La note polémique, qui incitait les conseillers clientèle à ne pas changer les abonnements même si le prix pouvait baisser, a été modifiée.


EDF ne «choisit pas à la place de ses clients», et la note commerciale qui pouvait laisser penser le contraire a donné lieu à «une interprétation faussée». Tout va bien, donc.

Il n'empêche, devant la colère suscitée par les révélations de France Info mercredi, l'entreprise a fait machine arrière. Elle a modifié dans la soirée une consigne distribuée à ses «conseillers clientèle» après avoir été accusée de tromper sciemment ses clients sur l'intérêt de changer d'abonnement.

Dans une note commerciale dévoilée mercredi matin par France Info, les conseillers de l'électricien devaient inviter certains clients voulant changer d'abonnement à ne pas le faire.

Conforter le client

La consigne était de «conforter le client» si le coût d'intervention d'un technicien (entre 47,90 et 57,92 euros) n'était pas rentabilisé en six mois: «Je vous confirme que l'option tarifaire dont vous bénéficiez actuellement est toujours la meilleure pour vous», devait indiquer le conseiller.


Une nouvelle note plus précise a été envoyée mercredi midi aux 5.000 conseillers clientèle d'EDF en remplacement de celle du 14 août, a indiqué une porte-parole du groupe à l'AFP. Celle-ci a précisé que la première version avait donné lieu à une «interprétation faussée de la politique de la maison». «En aucun cas nous ne choisissons à la place de nos clients», a-t-elle affirmé.


Dans la nouvelle note, dont l'AFP a eu copie, le conseiller est invité à dire que le gain pour le client n'est «pas certain» si le coût de l'intervention est rentabilisé en plus de 6 mois (en raison par exemple de variations possibles de consommation d'électricité dues à des changements d'habitude ou à des aléas climatiques).

Fortes disparités

«Je vous conseillerais plutôt de garder votre option actuelle pour être sûr de ne pas engager une dépense sans certitude d'économies. Mais en fonction de vos habitudes de consommation, si vous estimez que c'est intéressant pour vous, nous pouvons réaliser cette modification. Que souhaitez vous faire?», doit désormais demander le conseiller.

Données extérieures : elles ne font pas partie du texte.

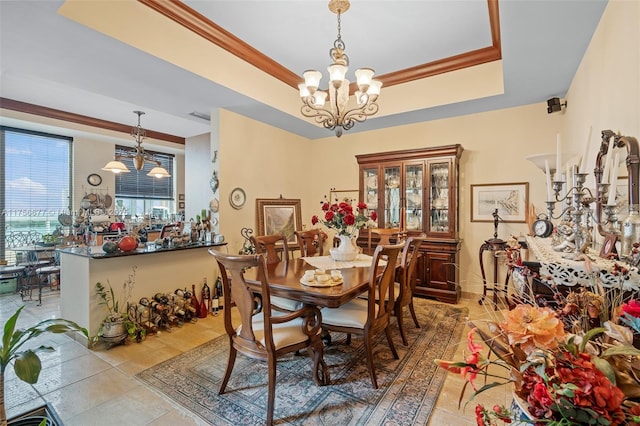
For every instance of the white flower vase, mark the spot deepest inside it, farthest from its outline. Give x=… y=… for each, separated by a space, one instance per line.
x=346 y=251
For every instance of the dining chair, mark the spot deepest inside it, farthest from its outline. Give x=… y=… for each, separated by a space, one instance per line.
x=267 y=335
x=311 y=242
x=407 y=283
x=366 y=317
x=270 y=245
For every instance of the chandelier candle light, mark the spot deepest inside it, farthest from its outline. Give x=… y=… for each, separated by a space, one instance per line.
x=336 y=113
x=138 y=157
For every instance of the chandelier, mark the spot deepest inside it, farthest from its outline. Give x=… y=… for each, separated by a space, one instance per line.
x=139 y=156
x=336 y=113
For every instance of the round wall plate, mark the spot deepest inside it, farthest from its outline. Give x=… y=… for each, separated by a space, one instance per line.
x=237 y=198
x=94 y=179
x=214 y=205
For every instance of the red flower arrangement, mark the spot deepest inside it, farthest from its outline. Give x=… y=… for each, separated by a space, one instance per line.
x=342 y=217
x=563 y=379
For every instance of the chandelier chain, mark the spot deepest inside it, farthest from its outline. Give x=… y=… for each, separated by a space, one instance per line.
x=331 y=107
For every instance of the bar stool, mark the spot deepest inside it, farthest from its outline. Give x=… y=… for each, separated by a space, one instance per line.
x=44 y=275
x=16 y=272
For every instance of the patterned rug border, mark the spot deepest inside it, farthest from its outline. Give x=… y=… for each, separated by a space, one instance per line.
x=408 y=388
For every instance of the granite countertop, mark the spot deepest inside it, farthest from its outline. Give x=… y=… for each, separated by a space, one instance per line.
x=150 y=248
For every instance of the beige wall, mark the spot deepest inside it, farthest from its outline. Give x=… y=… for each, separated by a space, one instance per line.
x=264 y=161
x=268 y=162
x=605 y=92
x=496 y=143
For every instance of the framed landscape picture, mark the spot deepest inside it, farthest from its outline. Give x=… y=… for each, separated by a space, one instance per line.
x=511 y=200
x=279 y=216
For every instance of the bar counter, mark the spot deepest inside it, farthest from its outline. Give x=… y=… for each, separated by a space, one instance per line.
x=157 y=269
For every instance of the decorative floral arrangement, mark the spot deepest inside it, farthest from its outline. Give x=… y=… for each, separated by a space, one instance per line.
x=316 y=242
x=342 y=217
x=565 y=368
x=117 y=306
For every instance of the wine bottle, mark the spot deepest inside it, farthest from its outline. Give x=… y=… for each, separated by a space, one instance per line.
x=202 y=312
x=219 y=291
x=194 y=300
x=152 y=304
x=207 y=294
x=215 y=302
x=161 y=298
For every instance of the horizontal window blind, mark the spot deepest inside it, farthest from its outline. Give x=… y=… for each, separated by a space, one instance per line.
x=35 y=186
x=136 y=184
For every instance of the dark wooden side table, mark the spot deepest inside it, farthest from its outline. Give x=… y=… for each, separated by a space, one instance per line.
x=493 y=245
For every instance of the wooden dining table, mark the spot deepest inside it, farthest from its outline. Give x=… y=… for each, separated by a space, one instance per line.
x=284 y=281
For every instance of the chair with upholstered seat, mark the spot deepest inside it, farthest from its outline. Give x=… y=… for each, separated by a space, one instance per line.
x=311 y=242
x=406 y=285
x=270 y=245
x=366 y=317
x=267 y=335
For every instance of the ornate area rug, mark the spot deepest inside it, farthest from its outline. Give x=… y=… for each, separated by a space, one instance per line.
x=408 y=387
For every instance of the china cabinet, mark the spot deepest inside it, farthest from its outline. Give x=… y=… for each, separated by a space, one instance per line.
x=416 y=190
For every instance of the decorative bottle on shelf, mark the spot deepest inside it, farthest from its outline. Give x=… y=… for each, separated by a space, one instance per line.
x=630 y=231
x=202 y=311
x=219 y=292
x=207 y=295
x=190 y=310
x=194 y=300
x=152 y=304
x=215 y=301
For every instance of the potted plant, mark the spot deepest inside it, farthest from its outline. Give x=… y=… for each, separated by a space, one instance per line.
x=117 y=325
x=26 y=363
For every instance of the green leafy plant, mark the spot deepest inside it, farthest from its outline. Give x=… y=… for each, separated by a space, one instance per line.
x=117 y=305
x=26 y=363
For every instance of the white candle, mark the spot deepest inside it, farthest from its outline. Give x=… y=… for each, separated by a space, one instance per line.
x=614 y=178
x=558 y=156
x=582 y=167
x=607 y=169
x=546 y=165
x=607 y=164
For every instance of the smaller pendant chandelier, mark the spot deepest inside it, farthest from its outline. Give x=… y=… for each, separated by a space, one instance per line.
x=335 y=113
x=139 y=156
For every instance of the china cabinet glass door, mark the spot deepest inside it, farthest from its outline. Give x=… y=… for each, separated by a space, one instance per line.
x=413 y=191
x=370 y=185
x=392 y=186
x=439 y=196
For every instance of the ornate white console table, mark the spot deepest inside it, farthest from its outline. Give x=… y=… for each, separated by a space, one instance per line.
x=556 y=269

EDF reçoit de nombreux appels de clients depuis la hausse des tarifs réglementés de l'électricité le 15 août. Cette hausse, de 2,3% en moyenne, cachait en effet de fortes disparités selon les types d'abonnements. Près de 3,5 millions de particuliers ou petits professionnels vont connaître des hausses de tarifs supérieures à 10%, tandis que pour 1,5 million de clients, la facture augmentera de plus de 15%.

(Source AFP)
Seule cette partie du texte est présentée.